Fertility Eating On the Road

Just back from two weeks of a heavenly and much needed vacation visiting friends and family in Europe, I am slammed hard with jet lag and may need to keep this entry short. Speaking of traveling, it can be especially rough trying to stick to a fertility diet (or any diet, for that matter) away from home. You may not have access to a kitchen, and depending on where you go, you may not be able to find your usual healthy foods or know where to go to get them. A few tips are in order for this:
  • Do the best you can with what you got. If you go out to a restaurant, try to make it one that serves salads or vegetables. Even if these items are not organic, you'll still get the nutritional value, and they're a whole lot healthier than eating pizza, sandwiches or cream- (and wheat-) laden pasta. Plus, you can eat as much of it as you want.
  • Don't order meat dishes unless you know the meat is organic; you can't risk the growth hormones they might contain.Same goes for dairy. Skip it.
  • Seafood is great! Order smaller fish and nothing raw, though, and don't eat it every day (due to mercury levels).
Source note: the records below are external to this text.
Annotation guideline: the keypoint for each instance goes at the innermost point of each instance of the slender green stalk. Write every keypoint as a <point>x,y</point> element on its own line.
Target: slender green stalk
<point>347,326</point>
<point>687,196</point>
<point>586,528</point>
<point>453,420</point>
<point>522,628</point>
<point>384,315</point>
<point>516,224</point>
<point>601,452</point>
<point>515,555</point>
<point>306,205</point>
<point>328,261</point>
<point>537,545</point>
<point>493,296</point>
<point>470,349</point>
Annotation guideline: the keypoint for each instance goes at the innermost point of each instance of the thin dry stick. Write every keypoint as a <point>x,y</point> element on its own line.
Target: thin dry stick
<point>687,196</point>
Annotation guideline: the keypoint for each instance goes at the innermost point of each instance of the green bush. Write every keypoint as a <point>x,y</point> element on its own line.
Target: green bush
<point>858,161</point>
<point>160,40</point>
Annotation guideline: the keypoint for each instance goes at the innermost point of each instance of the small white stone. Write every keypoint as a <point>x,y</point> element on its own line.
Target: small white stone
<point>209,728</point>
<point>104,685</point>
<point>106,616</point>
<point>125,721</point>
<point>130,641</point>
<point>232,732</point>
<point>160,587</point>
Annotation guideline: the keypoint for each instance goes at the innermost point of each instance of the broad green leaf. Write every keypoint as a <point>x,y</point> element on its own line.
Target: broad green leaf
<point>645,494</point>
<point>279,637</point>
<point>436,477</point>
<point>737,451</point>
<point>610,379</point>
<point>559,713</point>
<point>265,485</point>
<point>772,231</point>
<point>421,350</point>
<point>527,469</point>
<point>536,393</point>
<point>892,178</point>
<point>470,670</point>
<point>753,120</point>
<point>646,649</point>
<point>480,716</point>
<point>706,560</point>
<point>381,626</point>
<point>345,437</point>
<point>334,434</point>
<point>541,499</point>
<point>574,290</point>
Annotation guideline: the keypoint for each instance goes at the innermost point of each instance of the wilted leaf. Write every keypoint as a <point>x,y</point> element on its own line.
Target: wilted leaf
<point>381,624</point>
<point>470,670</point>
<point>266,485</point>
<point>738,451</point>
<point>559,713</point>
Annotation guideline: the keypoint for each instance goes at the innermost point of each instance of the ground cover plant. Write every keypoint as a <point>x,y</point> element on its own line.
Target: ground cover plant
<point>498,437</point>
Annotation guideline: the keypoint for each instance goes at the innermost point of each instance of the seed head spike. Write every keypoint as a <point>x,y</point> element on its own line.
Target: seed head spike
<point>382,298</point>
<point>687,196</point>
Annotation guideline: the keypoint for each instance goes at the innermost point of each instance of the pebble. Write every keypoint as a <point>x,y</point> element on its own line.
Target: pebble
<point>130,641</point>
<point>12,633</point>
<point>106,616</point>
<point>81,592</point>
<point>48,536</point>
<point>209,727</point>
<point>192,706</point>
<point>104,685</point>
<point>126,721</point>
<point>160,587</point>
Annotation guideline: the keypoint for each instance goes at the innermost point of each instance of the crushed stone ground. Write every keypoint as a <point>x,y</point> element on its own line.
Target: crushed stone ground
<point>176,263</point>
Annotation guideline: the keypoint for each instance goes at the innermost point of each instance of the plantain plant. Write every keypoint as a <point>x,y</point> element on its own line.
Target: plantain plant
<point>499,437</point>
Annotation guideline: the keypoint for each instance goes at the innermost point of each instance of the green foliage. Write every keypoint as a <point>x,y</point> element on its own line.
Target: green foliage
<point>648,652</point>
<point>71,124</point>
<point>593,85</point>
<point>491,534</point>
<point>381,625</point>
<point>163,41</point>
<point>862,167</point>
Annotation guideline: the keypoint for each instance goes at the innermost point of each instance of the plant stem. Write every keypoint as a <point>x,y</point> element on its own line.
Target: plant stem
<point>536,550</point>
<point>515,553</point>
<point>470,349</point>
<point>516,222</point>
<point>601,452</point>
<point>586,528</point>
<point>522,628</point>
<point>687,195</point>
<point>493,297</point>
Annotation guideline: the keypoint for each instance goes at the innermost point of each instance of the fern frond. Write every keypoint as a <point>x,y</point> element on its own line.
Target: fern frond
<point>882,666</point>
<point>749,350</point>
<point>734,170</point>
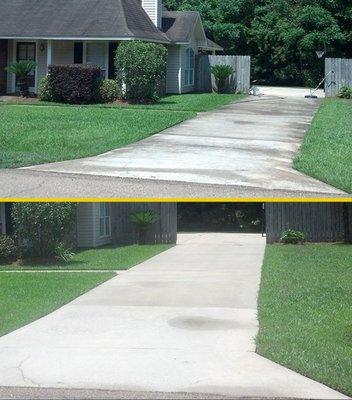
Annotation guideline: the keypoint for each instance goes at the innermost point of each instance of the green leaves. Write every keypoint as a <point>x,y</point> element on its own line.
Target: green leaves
<point>140,70</point>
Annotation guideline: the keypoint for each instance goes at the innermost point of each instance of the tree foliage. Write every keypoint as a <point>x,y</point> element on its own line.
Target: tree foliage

  • It can be hard to find non-wheat breads or crackers in some places. Again, do the best you can. If you must eat wheat, at least make sure the bread and cracker products are minimally processed and don't have forbidden ingredients, like trans fat. (Do your best to read the label.)
  • If you can find a grocery store, see if you can't get your hands on some good, portable fruits, like apples, and also some carrot or celery sticks and rice cakes or minimally processed crackers to snack on. If you also have access to a kitchen, see what you can do with what you got.
  • Some countries have their own form of "organic." In Switzerland, for example, food labeled "bio" counts more or less as organic. Ask the grocer about whether they carry pesticide- and chemical-free foods, and what they're called.
  • It's best to give you and your body at least two or three months to adjust to a strict fertility diet before traveling to foreign locales. Once you've built that "base," your body is better equipped to "absorb" your being less strict for a short period of time. Also, you will have built some healthy eating habits that will carry over.
  • Which leads to an important point: it's the overall healthy effect of the fertility diet that's important. So don't worry if you're not able to be as strict for a short period of time (say a week or two). As long as you've been following the diet for a while and you make the healthiest choices you can in your circumstances, your body will be in good shape. You might be feeling the need to take a little vacation from the usual, regimented diet anyway, and if it helps you keep going, that's a good thing.
  • Of course, you can also make it easier on yourself by choosing to travel someplace (or eat out someplace) where healthy foods are more available.
So go forth, enjoy your vacation, try not to worry, let it all go. You never know what might happen, once your guard is down and you let yourself truly relax. As it turns out, our son was conceived on vacation, four months into our fertility diet. Vacations are good!

Try the Eat Well guide to help locate healthy, sustainable, organic food in the U.S.